Syncing Tables from Microsoft SQL Server to Elastic using Logstash

Mevevlin · May 12, 2026, 1:32pm

I'm trying to sync my SQL server database to my elasticsearch database. I've got the following input setup now:

input {
  jdbc {
    jdbc_driver_library => "/usr/share/logstash/drivers/mssql-jdbc.jre8.jar"
    jdbc_driver_class => "com.microsoft.sqlserver.jdbc.SQLServerDriver"
    jdbc_connection_string => "${JDBC_CONNECTION_STRING}"
    jdbc_password => "${JDBC_PASSWORD}"
    jdbc_user => "${JDBC_USER}"
    schedule => "*/${SYNC_JOB_INTERVAL} * * * * *"
    statement => "SELECT TOP ${SYNC_JOB_BATCH_SIZE} Id, Title, Details as Description, COALESCE(Modified, Created) as Modified, Created, DATEDIFF(s, '1970-01-01 00:00:00', COALESCE(Modified, Created)) AS unix_ts_in_secs 
                  FROM Item
                  WHERE DATEDIFF(s, '1970-01-01 00:00:00', COALESCE(Modified, Created)) > :sql_last_value 
                  ORDER BY Modified ASC"
    use_column_value => true
    tracking_column => "unix_ts_in_secs"
    tracking_column_type => "numeric"
    record_last_run => true
    clean_run => false
    last_run_metadata_path => "/usr/share/logstash/data/ticket_last_run.yml"
  }
}

I store the last run metadata and use a calculated value using the DATEDIFF function. Using this I'm able to keep track of progress. The downside is however, that whenever something later in the pipeline fails such as a filter this value is still stored.

Is there a cleaner way of handling syncing?

Wolfram_Haussig · May 13, 2026, 6:28am

Hello Melvin,

What you are doing so far is correct.

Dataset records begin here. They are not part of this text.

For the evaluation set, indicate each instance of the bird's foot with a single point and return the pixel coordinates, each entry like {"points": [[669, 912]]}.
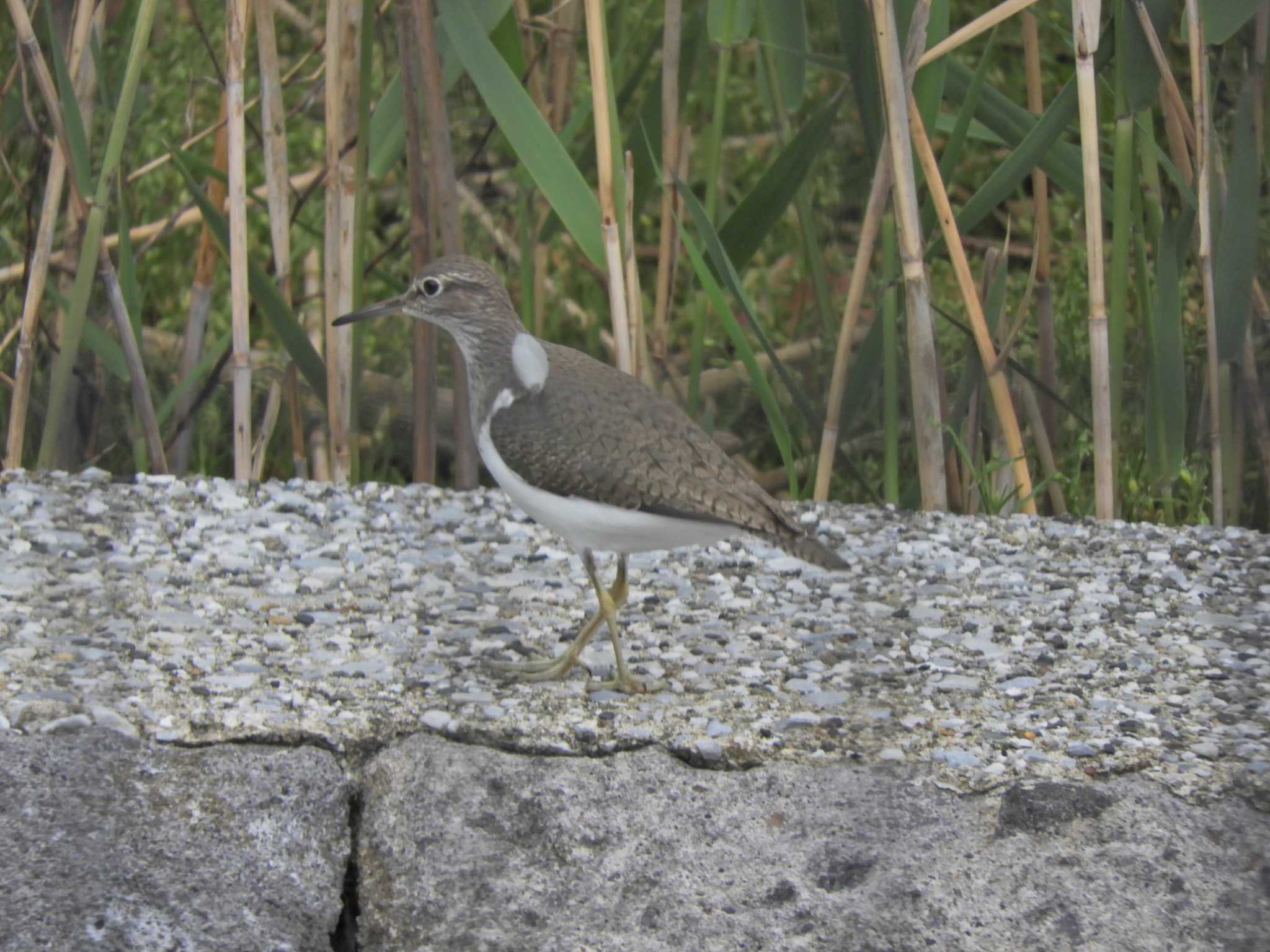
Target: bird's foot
{"points": [[544, 669], [629, 684]]}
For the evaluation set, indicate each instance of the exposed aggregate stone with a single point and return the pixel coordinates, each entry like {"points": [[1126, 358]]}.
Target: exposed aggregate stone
{"points": [[198, 611]]}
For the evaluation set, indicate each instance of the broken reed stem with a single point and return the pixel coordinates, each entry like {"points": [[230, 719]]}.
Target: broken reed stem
{"points": [[630, 275], [850, 319], [980, 24], [997, 384]]}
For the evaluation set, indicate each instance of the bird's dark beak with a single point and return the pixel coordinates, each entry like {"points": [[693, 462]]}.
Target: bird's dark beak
{"points": [[391, 306]]}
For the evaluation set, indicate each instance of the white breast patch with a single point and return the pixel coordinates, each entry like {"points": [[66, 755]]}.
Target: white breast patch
{"points": [[530, 362]]}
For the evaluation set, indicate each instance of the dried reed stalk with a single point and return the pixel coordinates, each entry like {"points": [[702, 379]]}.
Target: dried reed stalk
{"points": [[446, 203], [235, 60], [424, 338], [667, 243], [997, 385], [1047, 343], [1203, 193], [24, 358], [850, 320], [980, 24], [1085, 30], [598, 60], [273, 121], [923, 372], [338, 260]]}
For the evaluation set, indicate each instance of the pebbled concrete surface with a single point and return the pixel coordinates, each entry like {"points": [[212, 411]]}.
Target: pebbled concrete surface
{"points": [[469, 848], [116, 844]]}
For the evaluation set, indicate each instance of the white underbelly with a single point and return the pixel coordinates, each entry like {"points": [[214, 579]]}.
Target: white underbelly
{"points": [[597, 526]]}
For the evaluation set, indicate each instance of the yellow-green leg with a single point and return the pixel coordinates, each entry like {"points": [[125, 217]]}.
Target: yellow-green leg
{"points": [[611, 601]]}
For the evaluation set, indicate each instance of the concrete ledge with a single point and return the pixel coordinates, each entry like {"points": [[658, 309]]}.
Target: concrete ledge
{"points": [[239, 716]]}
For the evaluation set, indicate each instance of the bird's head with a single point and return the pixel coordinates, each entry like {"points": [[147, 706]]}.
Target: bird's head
{"points": [[460, 295]]}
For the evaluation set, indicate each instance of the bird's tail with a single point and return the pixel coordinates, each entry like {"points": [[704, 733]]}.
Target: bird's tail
{"points": [[807, 549]]}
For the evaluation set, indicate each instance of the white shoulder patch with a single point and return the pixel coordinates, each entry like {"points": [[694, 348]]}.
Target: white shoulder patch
{"points": [[530, 362]]}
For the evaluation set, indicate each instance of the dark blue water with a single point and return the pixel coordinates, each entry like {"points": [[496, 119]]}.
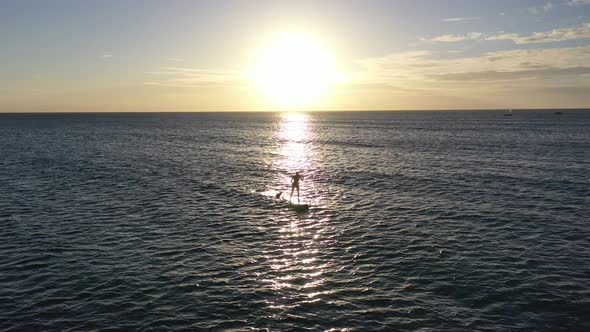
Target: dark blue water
{"points": [[430, 221]]}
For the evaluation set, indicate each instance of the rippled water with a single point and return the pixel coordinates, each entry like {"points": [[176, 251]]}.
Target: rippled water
{"points": [[431, 221]]}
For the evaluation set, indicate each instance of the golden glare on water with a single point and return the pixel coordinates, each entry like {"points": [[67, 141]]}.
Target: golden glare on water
{"points": [[297, 267], [294, 71]]}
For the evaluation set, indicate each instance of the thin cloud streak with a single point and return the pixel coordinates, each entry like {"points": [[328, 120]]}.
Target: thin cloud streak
{"points": [[556, 35]]}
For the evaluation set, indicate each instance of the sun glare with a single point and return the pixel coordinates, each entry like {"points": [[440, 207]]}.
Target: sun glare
{"points": [[294, 71]]}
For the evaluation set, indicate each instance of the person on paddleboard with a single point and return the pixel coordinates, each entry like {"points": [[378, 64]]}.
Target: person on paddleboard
{"points": [[295, 185]]}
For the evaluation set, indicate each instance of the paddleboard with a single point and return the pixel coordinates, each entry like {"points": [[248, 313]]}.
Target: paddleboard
{"points": [[296, 207]]}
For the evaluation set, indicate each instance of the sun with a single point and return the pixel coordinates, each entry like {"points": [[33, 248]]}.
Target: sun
{"points": [[294, 71]]}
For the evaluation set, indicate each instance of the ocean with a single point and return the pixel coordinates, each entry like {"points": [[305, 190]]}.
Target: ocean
{"points": [[419, 221]]}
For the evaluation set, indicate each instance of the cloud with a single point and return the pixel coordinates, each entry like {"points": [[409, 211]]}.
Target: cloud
{"points": [[494, 75], [461, 19], [196, 77], [419, 70], [578, 2], [541, 9], [556, 35], [452, 38]]}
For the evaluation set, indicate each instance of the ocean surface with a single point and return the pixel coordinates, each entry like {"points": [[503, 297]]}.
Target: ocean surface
{"points": [[419, 221]]}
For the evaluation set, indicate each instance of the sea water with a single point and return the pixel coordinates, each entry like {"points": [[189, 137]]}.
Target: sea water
{"points": [[429, 221]]}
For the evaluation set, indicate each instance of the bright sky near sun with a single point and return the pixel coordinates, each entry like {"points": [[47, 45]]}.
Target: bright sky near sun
{"points": [[147, 55]]}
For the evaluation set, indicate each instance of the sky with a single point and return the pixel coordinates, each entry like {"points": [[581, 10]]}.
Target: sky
{"points": [[175, 55]]}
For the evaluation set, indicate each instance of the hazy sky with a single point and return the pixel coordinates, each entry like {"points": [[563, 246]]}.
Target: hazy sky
{"points": [[146, 55]]}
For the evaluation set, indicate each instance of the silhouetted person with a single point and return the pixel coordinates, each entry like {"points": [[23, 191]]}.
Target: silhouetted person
{"points": [[295, 184]]}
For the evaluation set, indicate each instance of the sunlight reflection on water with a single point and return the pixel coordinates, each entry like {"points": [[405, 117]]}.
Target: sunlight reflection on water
{"points": [[297, 265]]}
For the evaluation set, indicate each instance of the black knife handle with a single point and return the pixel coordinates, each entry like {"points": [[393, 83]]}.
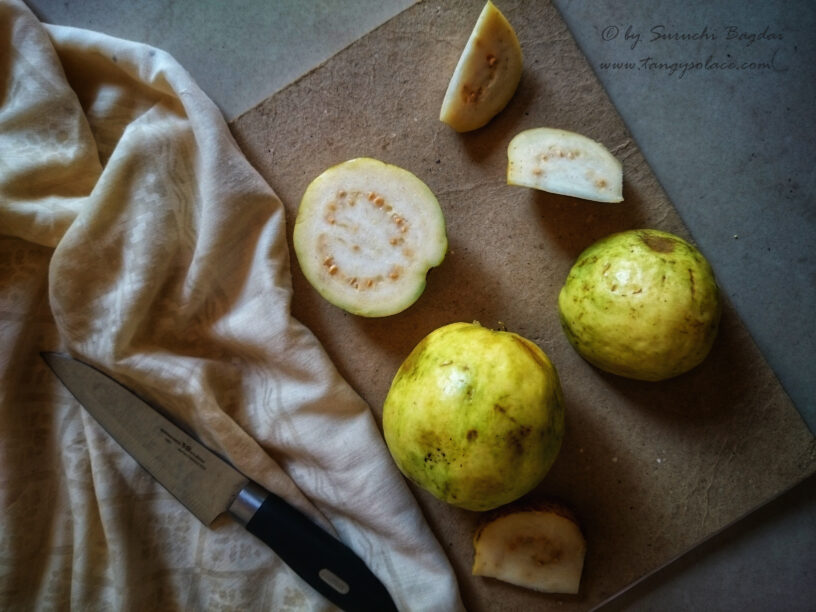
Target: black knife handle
{"points": [[323, 561]]}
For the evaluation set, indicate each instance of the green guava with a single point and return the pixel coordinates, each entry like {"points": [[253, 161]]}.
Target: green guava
{"points": [[642, 304], [366, 234], [475, 416]]}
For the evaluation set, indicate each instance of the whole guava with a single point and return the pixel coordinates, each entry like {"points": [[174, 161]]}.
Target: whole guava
{"points": [[642, 304], [475, 416]]}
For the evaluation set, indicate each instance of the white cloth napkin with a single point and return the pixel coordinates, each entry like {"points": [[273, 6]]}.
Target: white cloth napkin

I think what you need is to enable dead-letter-queues:

The dead letter queue (DLQ) is designed as a place to temporarily write events that cannot be processed. The DLQ gives you flexibility to investigate problematic events without blocking the pipeline or losing the events.

So in your example, whenever a filter fails the docs would be stored in the DLQ. Then, you can fix the pipeline and use the dead_letter_queue input to read the failed events and process them.

Best regards
Wolfram

Mevevlin · May 13, 2026, 11:00am

Thanks for the response ! That sounds promising! I did read this on the documentation page

The dead letter queue is currently supported only for the Elasticsearch output and conditional statements evaluation. The dead letter queue is used for documents with response codes of 400 or 404, both of which indicate an event that cannot be retried. It’s also used when a conditional evaluation encounter an error.

I'm not entirely sure if this means it only fires within a failure in the output plugin, or that if a filter fails it also puts it into this queue? For clarity, I'm using a HTTP filter plugin to send the data to an API, which then returns the same data but enriched, I want to ensure that if something goes wrong with this setup, the data is not lost.

Are you aware if this queue would solve this issue?

Would this secondary pipeline have to be entirely seperate from the current pipeline, or could I just add the queue as secondary input? What would you reccomend?

Wolfram_Haussig · May 13, 2026, 11:54am

Hmmm, I am not sure but it sounds as if this wouldn't fit your usecase then.

Depending on your usecase, you could try a few things:

ingest your other data to elastic and use an enrich processor with failure store enabled
use a ruby filter to get the data because in ruby ypu can use begin-rescue structures

At least the failure store in Elasticsearch definitely catches ingest pipeline failures (tried it out myself already):

A failure store is a secondary set of indices inside a data stream, dedicated to storing failed documents. A failed document is any document that, without the failure store enabled, would cause an ingest pipeline exception or that has a structure that conflicts with a data stream's mappings.

Mevevlin · May 13, 2026, 12:22pm

Thanks for the response!

For the ingesting using the failure store, from my limited understanding from reading the documentation this seems to be only for datastreams/time-series data. My data consists of various kinds of documents such as support tickets and change requests. So I'm guessing the ruby filter would be the preferred option.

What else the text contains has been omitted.